The paper proposes Advantage-Guided Diffusion for Model-Based Reinforcement Learning (AGD-MBRL), addressing compounding error and short-horizon “myopia” in diffusion world models by incorporating advantage estimates into the reverse diffusion process.
It introduces two guidance methods—Sigmoid Advantage Guidance (SAG) and Exponential Advantage Guidance (EAG)—and proves reweighted sampling properties that relate guided diffusion sampling to state-action advantage-implying policy improvement.
AGD is designed to improve long-term return by steering samples toward trajectories expected to perform better beyond the generated diffusion window, rather than relying only on policy or reward signals.
The authors show AGD integrates cleanly with PolyGRAD-style architectures without changing the diffusion training objective, guiding state generation while keeping action generation conditioned on the policy.

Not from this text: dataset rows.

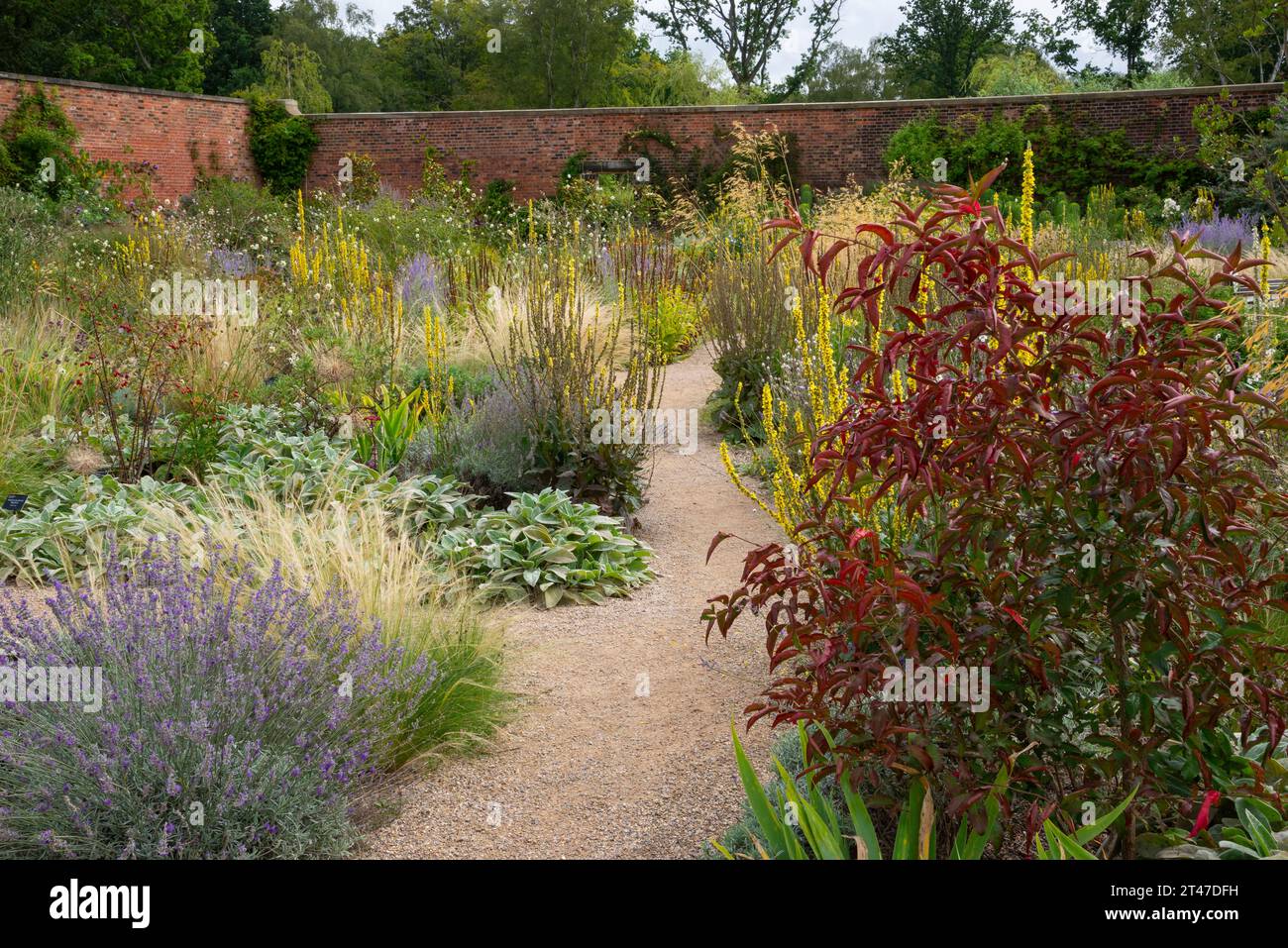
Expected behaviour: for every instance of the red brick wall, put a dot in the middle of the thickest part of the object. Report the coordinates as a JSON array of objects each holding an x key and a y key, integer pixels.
[
  {"x": 833, "y": 141},
  {"x": 176, "y": 132},
  {"x": 184, "y": 134}
]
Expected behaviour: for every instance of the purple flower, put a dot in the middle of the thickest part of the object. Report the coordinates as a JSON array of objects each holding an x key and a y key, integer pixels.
[{"x": 219, "y": 693}]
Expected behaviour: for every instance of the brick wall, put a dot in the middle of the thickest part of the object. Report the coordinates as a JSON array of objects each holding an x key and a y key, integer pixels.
[
  {"x": 176, "y": 132},
  {"x": 184, "y": 134},
  {"x": 833, "y": 141}
]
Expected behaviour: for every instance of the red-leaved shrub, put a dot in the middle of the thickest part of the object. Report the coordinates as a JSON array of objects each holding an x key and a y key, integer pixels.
[{"x": 1093, "y": 526}]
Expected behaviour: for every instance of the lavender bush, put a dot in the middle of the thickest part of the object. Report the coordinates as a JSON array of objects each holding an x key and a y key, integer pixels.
[
  {"x": 1222, "y": 232},
  {"x": 236, "y": 720}
]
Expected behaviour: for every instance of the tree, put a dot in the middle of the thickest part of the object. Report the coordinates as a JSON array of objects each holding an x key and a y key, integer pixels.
[
  {"x": 681, "y": 77},
  {"x": 568, "y": 47},
  {"x": 294, "y": 72},
  {"x": 1048, "y": 39},
  {"x": 348, "y": 55},
  {"x": 748, "y": 34},
  {"x": 1124, "y": 27},
  {"x": 241, "y": 27},
  {"x": 849, "y": 73},
  {"x": 1228, "y": 42},
  {"x": 434, "y": 46},
  {"x": 146, "y": 43},
  {"x": 935, "y": 48},
  {"x": 1016, "y": 73}
]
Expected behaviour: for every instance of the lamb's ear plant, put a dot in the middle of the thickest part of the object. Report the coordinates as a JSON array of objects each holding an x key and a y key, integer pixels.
[{"x": 550, "y": 549}]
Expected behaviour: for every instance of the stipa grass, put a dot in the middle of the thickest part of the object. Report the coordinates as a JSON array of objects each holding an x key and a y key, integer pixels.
[
  {"x": 239, "y": 719},
  {"x": 356, "y": 546}
]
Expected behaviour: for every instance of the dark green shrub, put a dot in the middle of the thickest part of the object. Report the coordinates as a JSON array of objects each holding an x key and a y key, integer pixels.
[
  {"x": 279, "y": 143},
  {"x": 1070, "y": 158}
]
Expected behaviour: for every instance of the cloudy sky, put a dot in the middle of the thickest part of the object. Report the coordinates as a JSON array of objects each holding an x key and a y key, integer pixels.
[{"x": 861, "y": 21}]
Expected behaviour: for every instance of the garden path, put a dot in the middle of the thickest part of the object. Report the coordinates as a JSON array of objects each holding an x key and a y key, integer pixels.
[{"x": 589, "y": 769}]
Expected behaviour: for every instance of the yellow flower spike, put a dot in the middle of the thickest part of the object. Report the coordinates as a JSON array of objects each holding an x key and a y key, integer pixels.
[
  {"x": 1265, "y": 253},
  {"x": 1028, "y": 188}
]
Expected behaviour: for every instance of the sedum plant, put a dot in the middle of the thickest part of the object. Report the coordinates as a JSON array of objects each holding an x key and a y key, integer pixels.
[{"x": 548, "y": 548}]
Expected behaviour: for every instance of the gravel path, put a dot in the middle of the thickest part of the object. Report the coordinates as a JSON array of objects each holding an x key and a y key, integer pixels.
[{"x": 621, "y": 749}]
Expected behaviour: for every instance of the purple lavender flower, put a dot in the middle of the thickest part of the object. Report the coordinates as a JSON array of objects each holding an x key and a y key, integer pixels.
[
  {"x": 1220, "y": 232},
  {"x": 249, "y": 704},
  {"x": 419, "y": 283}
]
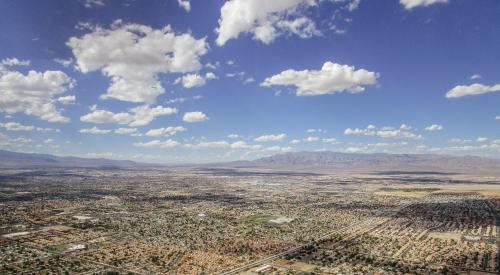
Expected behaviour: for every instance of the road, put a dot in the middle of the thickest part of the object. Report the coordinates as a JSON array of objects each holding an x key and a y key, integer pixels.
[{"x": 370, "y": 225}]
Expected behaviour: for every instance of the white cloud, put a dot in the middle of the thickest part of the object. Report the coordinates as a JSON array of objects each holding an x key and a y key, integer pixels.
[
  {"x": 268, "y": 138},
  {"x": 410, "y": 4},
  {"x": 195, "y": 80},
  {"x": 475, "y": 76},
  {"x": 458, "y": 140},
  {"x": 404, "y": 127},
  {"x": 332, "y": 78},
  {"x": 15, "y": 62},
  {"x": 194, "y": 117},
  {"x": 384, "y": 132},
  {"x": 185, "y": 4},
  {"x": 311, "y": 139},
  {"x": 302, "y": 27},
  {"x": 166, "y": 132},
  {"x": 243, "y": 145},
  {"x": 48, "y": 141},
  {"x": 69, "y": 99},
  {"x": 277, "y": 149},
  {"x": 482, "y": 139},
  {"x": 212, "y": 65},
  {"x": 133, "y": 55},
  {"x": 249, "y": 80},
  {"x": 315, "y": 130},
  {"x": 93, "y": 3},
  {"x": 33, "y": 93},
  {"x": 94, "y": 130},
  {"x": 157, "y": 143},
  {"x": 137, "y": 116},
  {"x": 434, "y": 127},
  {"x": 264, "y": 19},
  {"x": 398, "y": 134},
  {"x": 474, "y": 89},
  {"x": 330, "y": 140},
  {"x": 359, "y": 132},
  {"x": 208, "y": 145},
  {"x": 126, "y": 131},
  {"x": 65, "y": 62},
  {"x": 15, "y": 126}
]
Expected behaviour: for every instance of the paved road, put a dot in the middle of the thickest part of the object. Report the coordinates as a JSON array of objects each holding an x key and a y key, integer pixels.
[{"x": 369, "y": 223}]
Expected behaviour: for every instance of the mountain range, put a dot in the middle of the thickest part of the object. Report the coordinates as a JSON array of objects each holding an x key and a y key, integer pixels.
[
  {"x": 9, "y": 159},
  {"x": 326, "y": 160},
  {"x": 300, "y": 161}
]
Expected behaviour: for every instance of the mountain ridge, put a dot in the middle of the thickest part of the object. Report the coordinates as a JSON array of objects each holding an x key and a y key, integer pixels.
[{"x": 11, "y": 159}]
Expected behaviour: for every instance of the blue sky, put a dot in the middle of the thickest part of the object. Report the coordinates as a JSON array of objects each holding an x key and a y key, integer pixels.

Experiments on MuJoCo tasks (HalfCheetah, Hopper, Walker2D, Reacher) report improved sample efficiency and final return over PolyGRAD, online Diffuser-style reward guidance, and model-free baselines, in some cases up to 2x gains.

Abstract

Model-based reinforcement learning (MBRL) with autoregressive world models suffers from compounding errors, whereas diffusion world models mitigate this by generating trajectory segments jointly. However, existing diffusion guides are either policy-only, discarding value information, or reward-based, which becomes myopic when the diffusion horizon is short. We introduce Advantage-Guided Diffusion for MBRL (AGD-MBRL), which steers the reverse diffusion process using the agent's advantage estimates so that sampling concentrates on trajectories expected to yield higher long-term return beyond the generated window. We develop two guides: (i) Sigmoid Advantage Guidance (SAG) and (ii) Exponential Advantage Guidance (EAG). We prove that a diffusion model guided through SAG or EAG allows us to perform reweighted sampling of trajectories with weights increasing in state-action advantage-implying policy improvement under standard assumptions. Additionally, we show that the trajectories generated from AGD-MBRL follow an improved policy (that is, with higher value) compared to an unguided diffusion model. AGD integrates seamlessly with PolyGRAD-style architectures by guiding the state components while leaving action generation policy-conditioned, and requires no change to the diffusion training objective. On MuJoCo control tasks (HalfCheetah, Hopper, Walker2D and Reacher), AGD-MBRL improves sample efficiency and final return over PolyGRAD, an online Diffuser-style reward guide, and model-free baselines (PPO/TRPO), in some cases by a margin of 2x. These results show that advantage-aware guidance is a simple, effective remedy for short-horizon myopia in diffusion-model MBRL.